J’en reste là… mais c’est vraiment un album à découvrir, avec des chansons à redécouvrir. Finalement, cet Adamo, c’est un grand monsieur !

mardi 11 novembre 2008

Hêtre pourpre, être de pouvoir

FMG © 2008

Inévitablement, l’automne apporte son faisceau de couleurs. Comment ne pas se ravir devant tant de grâce, de luminescence, de profondeur ?

Et parmi toutes ces merveilles, le hêtre pourpre - Fagus sylvatica purpurea – prend plus que jamais toute sa force et tout son pouvoir.

Sa couleur rouge transfigure l’horizon. Ce n’est pas pour rien que la langue française rend compte, dans ses sens figurés, de la gloire passée et de l'excellence de la couleur rouge.

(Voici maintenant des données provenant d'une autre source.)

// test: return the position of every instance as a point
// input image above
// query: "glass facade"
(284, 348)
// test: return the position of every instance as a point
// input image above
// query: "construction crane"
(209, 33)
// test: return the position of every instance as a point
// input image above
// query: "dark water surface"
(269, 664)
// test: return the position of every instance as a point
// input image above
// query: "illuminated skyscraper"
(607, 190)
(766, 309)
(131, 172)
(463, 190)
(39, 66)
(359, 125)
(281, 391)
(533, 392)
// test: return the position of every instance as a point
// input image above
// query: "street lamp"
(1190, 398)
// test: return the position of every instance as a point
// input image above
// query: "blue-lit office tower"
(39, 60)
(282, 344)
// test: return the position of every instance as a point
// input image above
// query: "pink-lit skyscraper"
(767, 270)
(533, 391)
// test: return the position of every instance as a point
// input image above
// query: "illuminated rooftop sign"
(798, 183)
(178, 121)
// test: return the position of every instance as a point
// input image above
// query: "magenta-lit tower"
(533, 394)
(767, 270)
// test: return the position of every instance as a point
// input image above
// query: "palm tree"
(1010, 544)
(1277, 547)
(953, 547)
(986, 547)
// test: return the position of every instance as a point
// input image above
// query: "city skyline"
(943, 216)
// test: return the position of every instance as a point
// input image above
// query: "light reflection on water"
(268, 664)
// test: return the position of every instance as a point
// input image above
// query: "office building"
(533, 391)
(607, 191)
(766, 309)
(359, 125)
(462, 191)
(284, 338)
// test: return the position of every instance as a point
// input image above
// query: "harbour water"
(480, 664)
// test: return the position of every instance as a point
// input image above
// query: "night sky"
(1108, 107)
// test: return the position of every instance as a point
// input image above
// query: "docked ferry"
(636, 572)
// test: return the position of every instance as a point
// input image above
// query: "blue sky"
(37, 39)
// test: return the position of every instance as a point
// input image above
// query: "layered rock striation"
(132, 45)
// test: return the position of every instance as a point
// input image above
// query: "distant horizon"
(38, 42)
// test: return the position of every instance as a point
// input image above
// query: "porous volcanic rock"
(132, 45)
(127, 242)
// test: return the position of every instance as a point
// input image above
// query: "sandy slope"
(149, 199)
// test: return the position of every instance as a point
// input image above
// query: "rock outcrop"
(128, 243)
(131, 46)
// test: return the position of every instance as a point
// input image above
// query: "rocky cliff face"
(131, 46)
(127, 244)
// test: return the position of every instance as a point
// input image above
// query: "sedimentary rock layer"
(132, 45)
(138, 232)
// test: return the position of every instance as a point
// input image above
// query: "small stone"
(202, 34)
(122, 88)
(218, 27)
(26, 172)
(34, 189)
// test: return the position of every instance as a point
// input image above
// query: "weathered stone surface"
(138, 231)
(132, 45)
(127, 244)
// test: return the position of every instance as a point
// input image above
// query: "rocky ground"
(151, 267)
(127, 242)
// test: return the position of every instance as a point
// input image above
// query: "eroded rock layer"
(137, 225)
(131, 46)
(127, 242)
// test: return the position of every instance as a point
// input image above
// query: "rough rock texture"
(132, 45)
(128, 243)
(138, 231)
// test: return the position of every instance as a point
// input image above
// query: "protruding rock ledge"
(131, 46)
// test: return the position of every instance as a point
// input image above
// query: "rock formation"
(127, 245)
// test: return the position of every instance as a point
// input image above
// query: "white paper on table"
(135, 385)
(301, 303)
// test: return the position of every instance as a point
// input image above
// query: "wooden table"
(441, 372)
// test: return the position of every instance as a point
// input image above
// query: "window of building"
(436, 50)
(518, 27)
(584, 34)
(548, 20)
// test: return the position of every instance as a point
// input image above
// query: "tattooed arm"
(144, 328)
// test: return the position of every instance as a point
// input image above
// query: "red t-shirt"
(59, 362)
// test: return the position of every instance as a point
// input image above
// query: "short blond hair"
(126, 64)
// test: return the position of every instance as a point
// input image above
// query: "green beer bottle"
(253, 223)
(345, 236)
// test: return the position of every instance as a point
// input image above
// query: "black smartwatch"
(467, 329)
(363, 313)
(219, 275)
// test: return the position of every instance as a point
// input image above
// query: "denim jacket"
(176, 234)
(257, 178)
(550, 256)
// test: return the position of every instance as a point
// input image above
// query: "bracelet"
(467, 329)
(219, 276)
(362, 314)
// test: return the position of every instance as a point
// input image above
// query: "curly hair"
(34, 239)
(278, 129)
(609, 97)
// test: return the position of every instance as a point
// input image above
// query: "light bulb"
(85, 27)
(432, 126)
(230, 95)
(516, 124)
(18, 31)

Pourpre a désigné, par métonymie, le pouvoir, la puissance, la richesse.

En attendant, c’est un être qui sait prendre son temps. Au printemps, il est parmi les derniers à se recouvrir de ses plus beaux appâts. Mais lorsque les feuilles surgissent, cet arbre au port majestueux domine par sa force tout ce qui l’entoure. La forêt ne connaît pas d’être plus solennel. Où qu’il soit, il attire le regard et pousse à la modestie.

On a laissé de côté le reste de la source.